Girl Power: The consequences of female body horror in ‘The Substance’

A drawing of a woman trapped in a syringe filled with green fluid.
(Emma Choy • The Student Life)

I have to say, I love Letterboxd. Along with Spotify, it’s my pride and joy something that I look forward to impressing other cinephiles with. It’s also the app I consistently turn to for browsing others’ watchlists and checking out new movies.

I vividly remember when I first heard about “The Substance,” a film about an aging aerobics star coming to terms with Hollywood’s beauty standards. While browsing Letterboxd, I came across an image of Margaret Qualley in a neon pink leotard with a high slicked-back ponytail.

Letterboxd users raved about the film in countless satirical reviews, calling it “Barbie for people who listen to Charli XCX.”

“Girl you injected mountain dew straight into your bloodstream, what did you expect to happen,” another review commented.

“Oh, this movie seems fun,” I thought to myself.

It was not. Letterboxd tricked me. Instead, I found myself watching two hours of body horror, sensory overload and plenty of gore to go around.

But, I loved it.

On her 50th birthday, aerobics star Elisabeth Sparkle is abruptly fired from her job. In the midst of this turmoil, a lab offers Elisabeth a substance that promises to transform her into a better version of herself. Chaos ensues.

She injects herself with a syringe of mysterious green liquid and a younger, enhanced second body, “Sue,” sprouts from her back to take over the aerobics show. The Substance instructs Elisabeth to alternate her consciousness between the two bodies every seven days. However, as time goes on, the two bodies start to clash for more control, and Elisabeth’s original body begins to deteriorate as Sue disrupts the balance.

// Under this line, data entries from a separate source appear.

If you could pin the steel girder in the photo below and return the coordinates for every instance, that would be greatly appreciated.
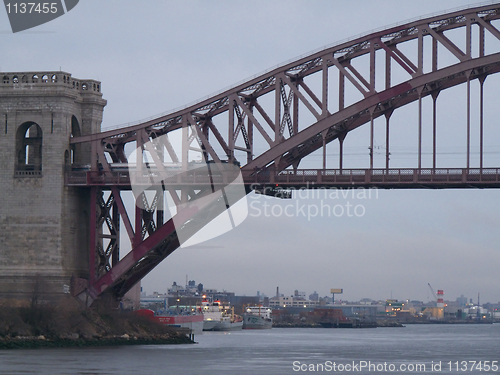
(279, 125)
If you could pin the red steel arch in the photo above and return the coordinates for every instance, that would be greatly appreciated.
(265, 111)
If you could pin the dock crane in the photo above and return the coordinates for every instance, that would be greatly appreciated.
(433, 292)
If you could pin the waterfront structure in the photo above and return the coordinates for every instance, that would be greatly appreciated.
(44, 224)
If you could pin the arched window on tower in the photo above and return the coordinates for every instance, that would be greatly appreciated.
(29, 140)
(75, 156)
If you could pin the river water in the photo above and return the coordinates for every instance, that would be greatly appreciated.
(440, 348)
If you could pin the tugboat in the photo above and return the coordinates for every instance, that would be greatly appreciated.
(257, 317)
(220, 318)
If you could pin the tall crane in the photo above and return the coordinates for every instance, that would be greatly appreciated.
(433, 292)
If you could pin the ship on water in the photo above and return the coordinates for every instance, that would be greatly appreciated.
(219, 317)
(193, 321)
(257, 317)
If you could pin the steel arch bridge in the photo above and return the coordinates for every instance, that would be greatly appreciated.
(288, 112)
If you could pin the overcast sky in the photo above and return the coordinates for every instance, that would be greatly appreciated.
(153, 56)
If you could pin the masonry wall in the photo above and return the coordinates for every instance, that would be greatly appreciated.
(44, 225)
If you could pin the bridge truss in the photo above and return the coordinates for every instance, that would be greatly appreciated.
(287, 113)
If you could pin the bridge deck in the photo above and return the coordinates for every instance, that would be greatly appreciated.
(310, 178)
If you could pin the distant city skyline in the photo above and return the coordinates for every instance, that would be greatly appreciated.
(155, 56)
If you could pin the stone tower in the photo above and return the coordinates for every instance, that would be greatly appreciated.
(44, 225)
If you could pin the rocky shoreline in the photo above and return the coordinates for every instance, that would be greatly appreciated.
(30, 342)
(66, 323)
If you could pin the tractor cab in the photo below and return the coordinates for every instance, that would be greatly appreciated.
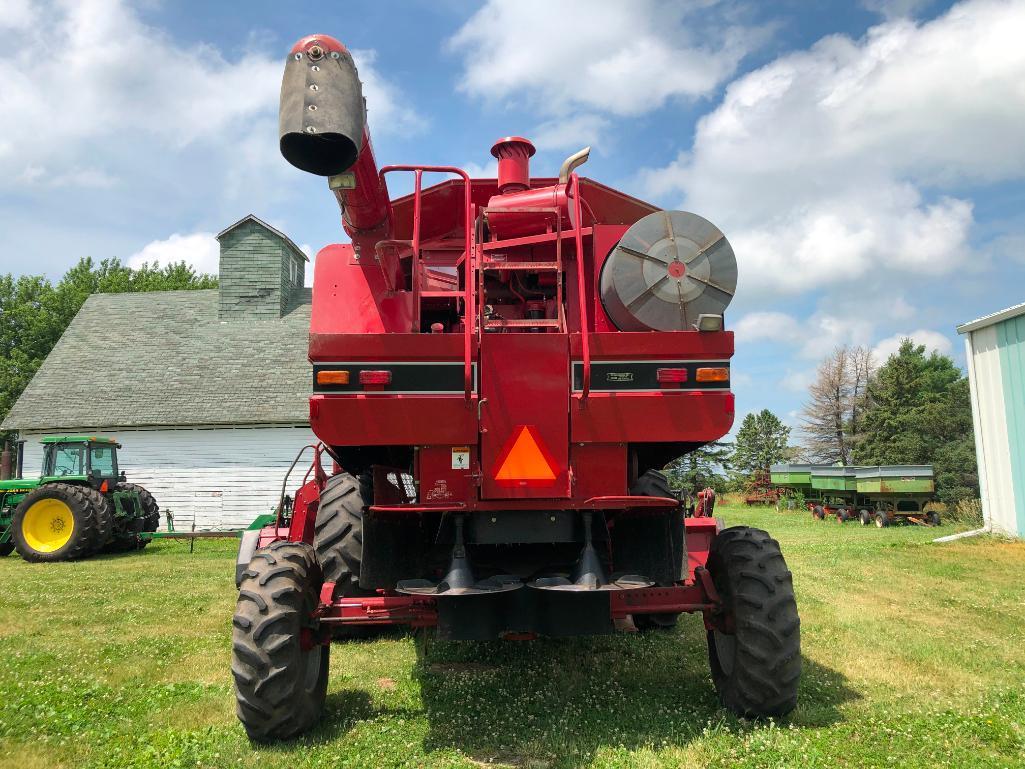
(81, 458)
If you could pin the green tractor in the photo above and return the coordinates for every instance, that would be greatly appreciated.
(81, 504)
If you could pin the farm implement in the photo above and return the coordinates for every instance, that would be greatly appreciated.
(880, 495)
(81, 504)
(500, 367)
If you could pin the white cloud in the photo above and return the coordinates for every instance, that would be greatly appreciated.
(607, 55)
(94, 82)
(813, 337)
(572, 132)
(772, 325)
(932, 340)
(829, 165)
(198, 249)
(387, 107)
(478, 170)
(896, 8)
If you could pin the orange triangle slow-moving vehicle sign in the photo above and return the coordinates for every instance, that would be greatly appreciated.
(524, 460)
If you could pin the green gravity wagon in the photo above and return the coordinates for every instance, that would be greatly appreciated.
(884, 495)
(81, 504)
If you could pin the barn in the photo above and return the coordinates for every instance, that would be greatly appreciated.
(994, 348)
(206, 391)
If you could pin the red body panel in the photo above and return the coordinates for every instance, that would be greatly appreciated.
(383, 419)
(519, 394)
(629, 417)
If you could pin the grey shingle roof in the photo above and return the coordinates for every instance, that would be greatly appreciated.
(163, 358)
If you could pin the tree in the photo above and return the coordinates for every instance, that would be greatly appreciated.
(831, 418)
(761, 442)
(34, 313)
(701, 468)
(919, 413)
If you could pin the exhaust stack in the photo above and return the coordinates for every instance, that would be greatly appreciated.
(322, 124)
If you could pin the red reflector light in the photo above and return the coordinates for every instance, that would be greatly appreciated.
(375, 377)
(332, 377)
(671, 375)
(712, 374)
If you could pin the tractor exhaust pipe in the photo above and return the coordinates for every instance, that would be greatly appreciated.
(322, 126)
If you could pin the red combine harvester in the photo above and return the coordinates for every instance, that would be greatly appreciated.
(500, 369)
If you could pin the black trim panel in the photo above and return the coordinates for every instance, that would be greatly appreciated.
(627, 376)
(406, 377)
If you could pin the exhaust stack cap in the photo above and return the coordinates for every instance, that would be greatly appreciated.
(514, 155)
(322, 117)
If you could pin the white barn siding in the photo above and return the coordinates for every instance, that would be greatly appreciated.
(219, 478)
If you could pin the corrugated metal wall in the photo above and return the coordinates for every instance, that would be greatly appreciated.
(218, 478)
(1011, 339)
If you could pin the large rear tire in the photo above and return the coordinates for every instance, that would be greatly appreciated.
(756, 665)
(280, 687)
(105, 517)
(55, 522)
(338, 536)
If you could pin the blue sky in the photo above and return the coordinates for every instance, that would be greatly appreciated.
(866, 160)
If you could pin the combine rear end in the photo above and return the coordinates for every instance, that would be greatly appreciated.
(500, 369)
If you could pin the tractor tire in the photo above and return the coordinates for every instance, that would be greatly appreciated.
(338, 534)
(105, 517)
(755, 669)
(655, 621)
(653, 483)
(279, 686)
(42, 517)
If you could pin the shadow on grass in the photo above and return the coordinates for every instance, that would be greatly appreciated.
(557, 702)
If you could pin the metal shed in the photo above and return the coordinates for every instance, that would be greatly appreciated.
(994, 349)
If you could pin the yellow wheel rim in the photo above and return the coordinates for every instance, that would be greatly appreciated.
(47, 525)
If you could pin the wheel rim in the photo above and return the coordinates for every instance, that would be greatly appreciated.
(726, 651)
(47, 525)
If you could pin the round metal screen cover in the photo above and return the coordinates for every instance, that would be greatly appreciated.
(669, 268)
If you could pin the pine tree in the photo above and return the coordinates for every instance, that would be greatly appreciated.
(761, 442)
(920, 413)
(831, 417)
(701, 468)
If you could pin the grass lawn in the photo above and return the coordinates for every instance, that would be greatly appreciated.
(914, 655)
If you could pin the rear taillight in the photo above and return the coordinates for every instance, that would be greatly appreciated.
(712, 374)
(671, 375)
(375, 377)
(332, 377)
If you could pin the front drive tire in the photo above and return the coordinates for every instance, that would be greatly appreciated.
(55, 522)
(755, 670)
(279, 686)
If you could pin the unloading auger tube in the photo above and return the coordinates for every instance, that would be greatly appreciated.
(500, 369)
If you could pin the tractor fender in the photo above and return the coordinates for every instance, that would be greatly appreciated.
(247, 545)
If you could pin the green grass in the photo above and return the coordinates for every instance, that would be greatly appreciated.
(914, 655)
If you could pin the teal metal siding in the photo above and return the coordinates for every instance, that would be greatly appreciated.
(1011, 340)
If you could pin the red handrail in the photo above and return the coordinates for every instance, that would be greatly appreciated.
(470, 262)
(581, 289)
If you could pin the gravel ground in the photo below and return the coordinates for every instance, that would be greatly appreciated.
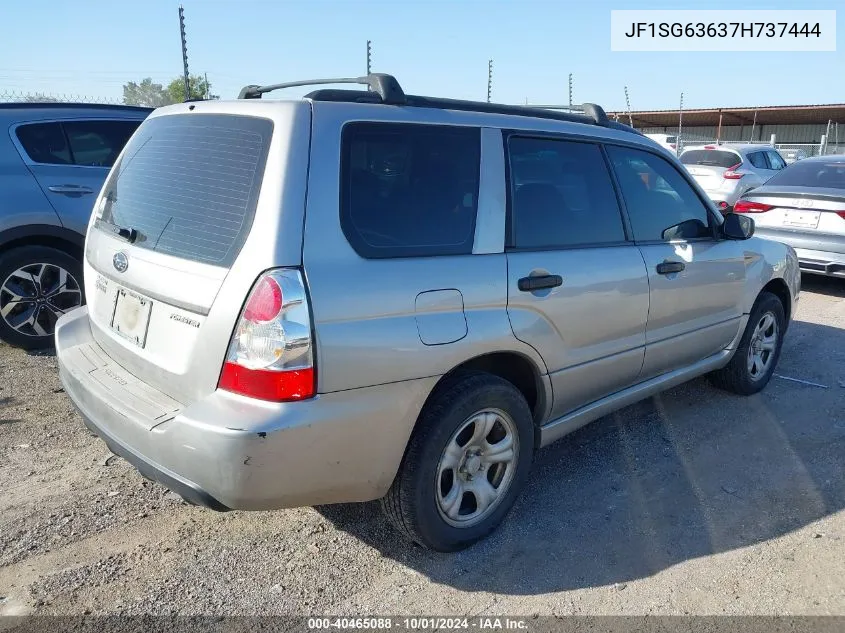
(693, 502)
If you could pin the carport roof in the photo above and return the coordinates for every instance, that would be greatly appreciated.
(766, 115)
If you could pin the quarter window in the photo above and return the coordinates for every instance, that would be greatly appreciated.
(44, 143)
(88, 143)
(661, 204)
(775, 160)
(409, 189)
(561, 195)
(98, 143)
(758, 159)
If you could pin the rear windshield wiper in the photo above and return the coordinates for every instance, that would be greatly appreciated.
(125, 233)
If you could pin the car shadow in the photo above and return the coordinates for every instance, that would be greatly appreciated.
(830, 286)
(691, 472)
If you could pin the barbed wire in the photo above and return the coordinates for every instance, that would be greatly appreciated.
(47, 97)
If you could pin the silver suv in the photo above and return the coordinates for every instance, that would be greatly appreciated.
(365, 294)
(725, 172)
(54, 158)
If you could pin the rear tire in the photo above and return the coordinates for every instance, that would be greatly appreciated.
(755, 359)
(37, 285)
(469, 456)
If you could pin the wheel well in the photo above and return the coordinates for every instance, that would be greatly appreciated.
(51, 241)
(779, 288)
(511, 366)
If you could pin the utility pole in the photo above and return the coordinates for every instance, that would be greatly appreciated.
(184, 52)
(680, 126)
(489, 80)
(827, 136)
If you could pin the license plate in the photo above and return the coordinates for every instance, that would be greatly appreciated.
(801, 219)
(131, 316)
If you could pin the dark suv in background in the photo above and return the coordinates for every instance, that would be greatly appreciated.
(54, 158)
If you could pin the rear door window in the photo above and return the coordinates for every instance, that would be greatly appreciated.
(98, 143)
(44, 143)
(561, 195)
(409, 189)
(710, 158)
(189, 183)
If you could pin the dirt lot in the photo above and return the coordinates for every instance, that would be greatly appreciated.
(693, 502)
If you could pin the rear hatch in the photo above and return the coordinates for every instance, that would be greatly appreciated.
(708, 166)
(808, 197)
(796, 209)
(184, 224)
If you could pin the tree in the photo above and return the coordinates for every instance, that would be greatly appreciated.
(199, 87)
(145, 93)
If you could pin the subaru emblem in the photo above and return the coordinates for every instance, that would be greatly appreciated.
(120, 261)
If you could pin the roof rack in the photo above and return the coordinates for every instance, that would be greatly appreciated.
(386, 90)
(385, 86)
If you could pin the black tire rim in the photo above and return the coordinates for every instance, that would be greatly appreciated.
(34, 296)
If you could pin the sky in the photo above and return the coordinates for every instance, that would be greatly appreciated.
(90, 48)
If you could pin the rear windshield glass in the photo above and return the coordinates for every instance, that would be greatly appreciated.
(710, 157)
(188, 184)
(812, 173)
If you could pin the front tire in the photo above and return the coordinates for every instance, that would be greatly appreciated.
(469, 456)
(37, 285)
(755, 359)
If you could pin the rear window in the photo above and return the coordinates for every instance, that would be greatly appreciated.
(189, 183)
(409, 189)
(710, 158)
(811, 173)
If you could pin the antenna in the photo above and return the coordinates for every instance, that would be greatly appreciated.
(489, 79)
(680, 126)
(184, 52)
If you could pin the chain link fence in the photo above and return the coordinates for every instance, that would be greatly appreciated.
(45, 97)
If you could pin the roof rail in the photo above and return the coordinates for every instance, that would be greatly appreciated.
(385, 86)
(386, 90)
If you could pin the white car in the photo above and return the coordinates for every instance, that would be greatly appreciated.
(725, 172)
(665, 140)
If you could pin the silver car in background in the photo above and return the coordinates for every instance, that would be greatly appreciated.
(726, 172)
(804, 206)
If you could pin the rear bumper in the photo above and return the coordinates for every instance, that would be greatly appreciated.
(822, 254)
(728, 197)
(230, 452)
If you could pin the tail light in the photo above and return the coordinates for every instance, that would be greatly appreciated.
(731, 173)
(270, 356)
(746, 206)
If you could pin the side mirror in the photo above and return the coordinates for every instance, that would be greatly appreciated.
(737, 226)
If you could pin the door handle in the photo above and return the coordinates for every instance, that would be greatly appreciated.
(539, 282)
(70, 189)
(666, 268)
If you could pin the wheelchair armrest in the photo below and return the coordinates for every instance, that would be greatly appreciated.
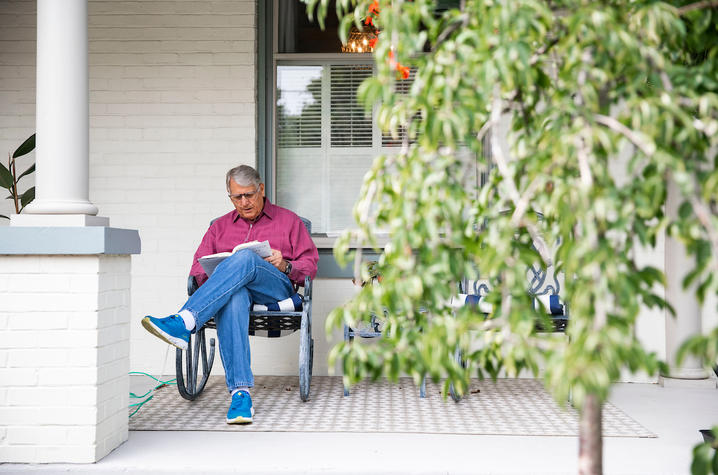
(191, 285)
(307, 289)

“The Substance” initially reminded me of movies like “Perfect Blue,” “Black Swan” and “Helter Skelter,” which tackles similar issues around industry pressure. While each of these films had its own mind-fuck hallucinogenic feel, “The Substance” takes it a step further by placing the audience under direct sensory assault with close-ups of shrimp being eaten, spines opening and blood spurting.

With its surreal approach, the movie managed to be both hilariously absurd and deeply unsettling.

The body horror in “The Substance” serves as a visceral metaphor for the relentless dissection of women’s appearances and the lengths to which we alter ourselves to meet societal standards. By displaying physical mutilation and grotesque transformation, the film confronts the painful, often violent ways women are pushed to reshape, refine and even destroy parts of themselves in the pursuit of beauty and acceptance. Through exaggerated, graphic imagery, “The Substance” forces us to confront how normalized and accepted these extremes have become.

Yet, the film’s use of body horror seems to have a dual nature.”

Why does such mutilation remain a familiar, if uncomfortable, part of our cultural landscape?

Yet, the film’s use of body horror seems to have a dual nature.

Although it aims to critique beauty standards, “The Substance’s” on-screen torture of women also risks undermining its feminist intentions. Graphic depictions of women suffering or being mutilated, even for symbolic purposes, can reinforce harmful tropes rather than challenge them. This imagery mirrors a cultural fascination with female pain, presenting the suffering of women as a spectacle rather than as a call for empathy or critique.

Instead of empowering women by exposing societal pressures, the excessive focus on their pain can reduce women to mere objects of suffering, ultimately failing to provide a space for agency or resilience. This paradox highlights the delicate line between critiquing misogynistic standards and inadvertently perpetuating them through sensationalized or exploitative portrayals of female suffering.

Ultimately, this tension drives us to question how far we can push the boundaries of genre and symbolism without reinforcing the very systems we critique. “The Substance” compels us to reflect on the real consequences of societal expectations and the cost of self-transformation.

In an era where every TikTok video centers on “glowing up” and “getting ready with me,” it’s crucial to recognize how mainstream media is influencing societal pressure around beauty standards. While it may be disturbing, “The Substance” challenges audiences to critically examine how we are actively being harmed by norms surrounding women’s age and appearances.

Anna Peterson SC ’25 is from Scottsdale, Arizona. She studies politics but spends her free time making Spotify playlists, writing Letterboxd reviews and drinking too much coffee.